I charge 30 for meat, 20 for rutabaga and 20 for beer and 12 for moonshine.
I also have a very small amount of flavorful Ale (10) priced at 100 gold which I use as a special money sink in case some of them have too much money saved up from occasionally starving. Sometimes I also price meat at 100 gold to drain some surplus if anyone has too much saved up (occasionally my city starves :P).
Just because your city starved for 2 days (crop diseases etc) doesn't mean that your people will eat 3x the next day... no they still eat 1x. So the boosted prices are to fix the economy.
And in the case of warriors they get paid a salary when they are spending days out of the city even though they can't spend any of it until they return so they sometimes end up with 300-500 surplus gold in their inventory, this is how I get my gold back. :P
Mechanically, you should always aim for zero-sum balance...
ie. 100% of what you pay them.. is 100% returned to you every day.

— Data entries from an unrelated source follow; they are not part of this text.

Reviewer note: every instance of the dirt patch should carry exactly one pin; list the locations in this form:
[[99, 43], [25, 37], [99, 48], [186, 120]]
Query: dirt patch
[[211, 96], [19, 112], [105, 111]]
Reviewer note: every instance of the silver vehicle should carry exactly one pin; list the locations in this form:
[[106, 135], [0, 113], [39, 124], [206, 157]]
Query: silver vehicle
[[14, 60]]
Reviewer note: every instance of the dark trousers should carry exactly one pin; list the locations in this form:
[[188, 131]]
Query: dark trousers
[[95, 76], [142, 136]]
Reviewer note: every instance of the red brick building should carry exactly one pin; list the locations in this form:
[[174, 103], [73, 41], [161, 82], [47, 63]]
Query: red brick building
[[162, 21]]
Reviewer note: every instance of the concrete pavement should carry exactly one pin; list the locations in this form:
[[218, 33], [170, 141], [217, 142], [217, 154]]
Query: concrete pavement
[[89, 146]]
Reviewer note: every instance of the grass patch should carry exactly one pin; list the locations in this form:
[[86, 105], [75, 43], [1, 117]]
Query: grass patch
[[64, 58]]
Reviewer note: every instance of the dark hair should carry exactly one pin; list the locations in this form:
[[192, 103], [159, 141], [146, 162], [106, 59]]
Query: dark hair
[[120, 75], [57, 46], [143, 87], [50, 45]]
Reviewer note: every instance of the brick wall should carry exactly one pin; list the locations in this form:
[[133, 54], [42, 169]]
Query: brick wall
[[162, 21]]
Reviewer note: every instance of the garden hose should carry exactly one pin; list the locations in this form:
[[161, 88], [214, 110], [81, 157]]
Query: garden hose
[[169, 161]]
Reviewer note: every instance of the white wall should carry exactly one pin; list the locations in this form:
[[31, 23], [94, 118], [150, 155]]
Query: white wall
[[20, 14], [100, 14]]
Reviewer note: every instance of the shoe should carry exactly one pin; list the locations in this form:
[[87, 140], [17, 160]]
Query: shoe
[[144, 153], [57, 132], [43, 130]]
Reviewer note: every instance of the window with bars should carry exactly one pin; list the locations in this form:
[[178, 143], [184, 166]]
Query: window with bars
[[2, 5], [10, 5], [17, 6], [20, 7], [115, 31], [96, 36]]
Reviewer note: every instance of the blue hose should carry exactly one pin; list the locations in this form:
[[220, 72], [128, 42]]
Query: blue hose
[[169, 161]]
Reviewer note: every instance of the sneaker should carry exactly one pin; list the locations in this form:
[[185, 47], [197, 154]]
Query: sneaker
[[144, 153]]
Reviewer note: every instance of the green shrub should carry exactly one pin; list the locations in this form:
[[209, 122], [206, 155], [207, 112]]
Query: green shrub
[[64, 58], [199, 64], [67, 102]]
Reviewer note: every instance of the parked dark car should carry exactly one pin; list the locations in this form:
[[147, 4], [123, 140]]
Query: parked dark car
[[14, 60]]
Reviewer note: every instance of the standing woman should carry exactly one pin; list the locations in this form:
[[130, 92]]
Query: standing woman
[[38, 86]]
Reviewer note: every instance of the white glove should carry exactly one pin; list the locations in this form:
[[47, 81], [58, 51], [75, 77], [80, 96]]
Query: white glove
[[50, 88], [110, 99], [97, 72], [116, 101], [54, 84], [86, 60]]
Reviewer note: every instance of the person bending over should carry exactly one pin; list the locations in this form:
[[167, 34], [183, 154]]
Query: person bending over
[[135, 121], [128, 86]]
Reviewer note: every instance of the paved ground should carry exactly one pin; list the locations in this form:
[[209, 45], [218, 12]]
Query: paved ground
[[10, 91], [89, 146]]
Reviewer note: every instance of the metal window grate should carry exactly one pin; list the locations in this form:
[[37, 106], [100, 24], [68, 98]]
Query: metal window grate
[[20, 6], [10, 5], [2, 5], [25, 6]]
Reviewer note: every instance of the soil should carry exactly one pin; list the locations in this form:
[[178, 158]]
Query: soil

The reality is that this is not possible, because of fluctuations in pricing, production, supply, demand (Lords/Warriors obviously can't eat when they are not in the city).
So for example 4$ flour, 7$ wage and 9$ moonshine would mean they drink once every 3 days if they do not win or lose money gambling.
Innkeepers, merchants and servants seem to be buggy and hoard money without drinking so you might want to put some overpriced meat every now and then if you do not rotate them from jobs.
Likewise immigrants some with 12-18ish gold so you might want to put some beer that costs even more than moonshine assuming you are not giving it to everyone already just like flour.